Revista Historia

Hoy, cuento: El Ajo

Por Ireneu @ireneuc

¡Qué hambre! Tenía delante de mi vista un hermoso plato de lentejas, con su choricito y su cabeza de ajo, que no se lo saltaba un galgo. Un plato bien calentito y reconfortante, genial para estos fríos días invernales, aunque con el pequeño inconveniente de las calorías que nadan a sus anchas en el plato y que son acérrimas enemigas de mis pantalones. Pero lo que realmente me pirra es la cabeza de ajos, aunque mi madre siempre me recriminaba que me la comiera por ser un autentico atentado a la pituitaria de quien tuviera delante. Pero aquel día, en el restaurante, no me pude resistir al encanto repetitivo de aquella deliciosa cabeza de ajos.

Había tenido bronca con los jefes, como siempre, y no consideré oportuno el reprimirme y castigarme a mí mismo: a quien le molestase, ya conocía aquel famoso dicho que hay con el agua y el ajo de protagonistas. El bocado me resultó auténticamente orgásmico. Acabé de comer y volví a la oficina, y es que los tragos duros con la barriga llena no son lo mismo.

Comprendí que algo no funcionaba demasiado bien cuando al atender la primera llamada de la tarde, no fui capaz de decir más que un sonoro y lánguido... "Ajoooo" en vez del breve y conciso "Àgil & Quick, Mensajería urgente 24 horas, dígame." introductorio de cada llamada.

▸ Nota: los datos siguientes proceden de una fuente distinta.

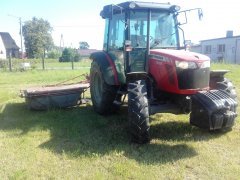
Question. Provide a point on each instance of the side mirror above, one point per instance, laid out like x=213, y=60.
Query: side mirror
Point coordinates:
x=127, y=46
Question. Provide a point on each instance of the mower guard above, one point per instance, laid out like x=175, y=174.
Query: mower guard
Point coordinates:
x=213, y=110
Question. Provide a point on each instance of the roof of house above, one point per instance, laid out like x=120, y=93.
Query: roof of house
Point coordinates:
x=8, y=41
x=220, y=38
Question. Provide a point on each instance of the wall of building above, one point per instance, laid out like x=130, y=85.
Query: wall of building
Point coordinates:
x=2, y=50
x=230, y=53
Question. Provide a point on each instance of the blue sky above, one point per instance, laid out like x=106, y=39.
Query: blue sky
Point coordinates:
x=79, y=20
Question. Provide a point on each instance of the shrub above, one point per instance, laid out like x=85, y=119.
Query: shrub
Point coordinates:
x=68, y=55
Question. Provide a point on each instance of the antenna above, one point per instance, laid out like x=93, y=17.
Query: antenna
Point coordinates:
x=61, y=42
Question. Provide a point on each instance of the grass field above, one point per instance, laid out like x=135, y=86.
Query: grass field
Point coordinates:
x=77, y=143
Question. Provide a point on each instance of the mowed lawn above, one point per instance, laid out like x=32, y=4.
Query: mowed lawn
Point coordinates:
x=77, y=143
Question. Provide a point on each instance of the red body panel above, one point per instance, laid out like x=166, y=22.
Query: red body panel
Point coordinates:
x=163, y=69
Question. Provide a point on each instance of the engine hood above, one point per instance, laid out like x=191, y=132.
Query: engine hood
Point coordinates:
x=179, y=55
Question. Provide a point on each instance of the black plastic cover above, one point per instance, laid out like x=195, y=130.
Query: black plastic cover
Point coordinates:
x=213, y=110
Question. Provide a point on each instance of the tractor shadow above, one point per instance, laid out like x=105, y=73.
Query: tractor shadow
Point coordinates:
x=81, y=132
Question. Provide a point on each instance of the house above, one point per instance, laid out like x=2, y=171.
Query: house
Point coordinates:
x=225, y=49
x=8, y=46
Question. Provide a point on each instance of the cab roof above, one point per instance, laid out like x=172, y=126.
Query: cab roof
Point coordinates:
x=108, y=10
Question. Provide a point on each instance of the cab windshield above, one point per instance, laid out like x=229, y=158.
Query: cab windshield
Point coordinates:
x=162, y=34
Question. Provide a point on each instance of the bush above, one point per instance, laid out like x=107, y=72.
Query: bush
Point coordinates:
x=69, y=55
x=54, y=54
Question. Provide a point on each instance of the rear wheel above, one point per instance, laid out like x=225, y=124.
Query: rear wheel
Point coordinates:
x=102, y=94
x=138, y=112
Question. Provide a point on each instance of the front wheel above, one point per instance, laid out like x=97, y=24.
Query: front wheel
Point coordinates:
x=102, y=94
x=138, y=112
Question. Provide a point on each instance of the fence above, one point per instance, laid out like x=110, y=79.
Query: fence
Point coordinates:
x=42, y=64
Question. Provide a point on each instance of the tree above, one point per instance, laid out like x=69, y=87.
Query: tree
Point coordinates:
x=68, y=55
x=37, y=37
x=83, y=45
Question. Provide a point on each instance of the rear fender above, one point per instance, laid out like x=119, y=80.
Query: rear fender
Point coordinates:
x=108, y=67
x=216, y=76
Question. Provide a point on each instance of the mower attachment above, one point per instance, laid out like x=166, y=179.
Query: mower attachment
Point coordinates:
x=213, y=110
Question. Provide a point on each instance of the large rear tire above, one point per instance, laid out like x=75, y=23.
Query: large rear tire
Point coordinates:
x=102, y=94
x=138, y=112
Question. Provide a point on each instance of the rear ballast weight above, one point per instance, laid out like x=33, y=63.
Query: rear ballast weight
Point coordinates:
x=142, y=57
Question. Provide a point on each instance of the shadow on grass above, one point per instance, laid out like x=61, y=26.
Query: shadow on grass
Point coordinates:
x=81, y=132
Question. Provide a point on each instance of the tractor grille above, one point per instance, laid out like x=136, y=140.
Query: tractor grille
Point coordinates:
x=193, y=78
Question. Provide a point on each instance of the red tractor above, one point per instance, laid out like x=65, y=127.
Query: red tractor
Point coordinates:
x=142, y=58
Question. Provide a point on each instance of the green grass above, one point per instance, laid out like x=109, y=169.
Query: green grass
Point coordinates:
x=77, y=143
x=49, y=64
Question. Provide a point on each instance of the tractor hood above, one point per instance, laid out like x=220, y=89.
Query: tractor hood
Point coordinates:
x=181, y=55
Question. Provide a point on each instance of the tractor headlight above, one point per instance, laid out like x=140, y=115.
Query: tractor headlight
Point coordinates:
x=205, y=64
x=186, y=65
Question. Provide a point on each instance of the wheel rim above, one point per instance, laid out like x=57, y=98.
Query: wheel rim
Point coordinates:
x=97, y=88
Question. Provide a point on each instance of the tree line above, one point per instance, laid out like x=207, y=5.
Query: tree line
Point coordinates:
x=38, y=40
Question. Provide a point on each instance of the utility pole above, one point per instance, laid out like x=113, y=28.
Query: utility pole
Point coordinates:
x=20, y=32
x=20, y=22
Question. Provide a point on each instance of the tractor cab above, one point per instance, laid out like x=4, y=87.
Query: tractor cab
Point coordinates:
x=133, y=28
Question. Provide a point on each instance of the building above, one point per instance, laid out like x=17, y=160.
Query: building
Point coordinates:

Colgué el aparato de golpe al darme cuenta de que no podía articular palabras distintas a "ajo". Dijera lo que dijera, aún cambiando el tono, el ajo estaba siempre presente en mi boca. ¿Era eso lo que se decía de "repetir más que el ajo"? ¡Pues maldita la gracia!

Estaba asustado, ya que no me había pasado nunca antes y no sabía si se me pasaría o tendría que estar toda la vida con ese "ajo" en mi garganta. Además, en la oficina, más temprano que tarde tendría que cruzar alguna palabra con mis compañeros, y no era cuestión de agravar mi fama de lunático que ya de por sí pululaba por toda la sección. Apagué los aparatos y, en un descuido de mi jefe directo, abandoné la oficina; no era cuestión de dar demasiadas explicaciones dadas las circunstancias, hubiera resultado demasiado repetitivo.

Empecé a divagar por los rincones más solitarios de la ciudad, intentando en vano que mi vocabulario hablado aumentara a algo más del paupérrimo "ajo" que se había apoderado de mis cuerdas vocales. Por más fuerte que gritara, más fuerte salía el "ajo" y la impotencia por no poder dominar aquella palabreja, me hizo llorar un lloro de lo más raro... ¿sería por eso que las madres le dicen a sus hijos cuando lloran "ajo, ajo, mi niño"?

Ya era casi anochecido cuando al fin salió de mis labios una palabrota irrepetible en estos momentos, pero que significó la rotura de mi cautiverio "ajil". Una alegría inmensa me inundó y comencé a cantar a grito pelado, con mas fuerza que armonía, todo sea el decirlo; seguro que alguien, en aquellos momentos, prefería que hubiera seguido con el ajo.

La cara de estupefacción de un conocido mío cuando, en llegando a casa, lo saludé con un sonoro "ajo", me indicó que la digestión del pesado aditamento aún no se había completado, pero que sólo era cuestión de tiempo de que se pasasen los nocivos efectos de aquella cabeza de ajos maldita.

En el preciso momento en que yo entraba al portal de mi casa, una mujer joven corría desesperada por la calle gritando como una posesa "¡Pimiento! ¡Pimiento!"

Me acordé de los sabios consejos de mi madre.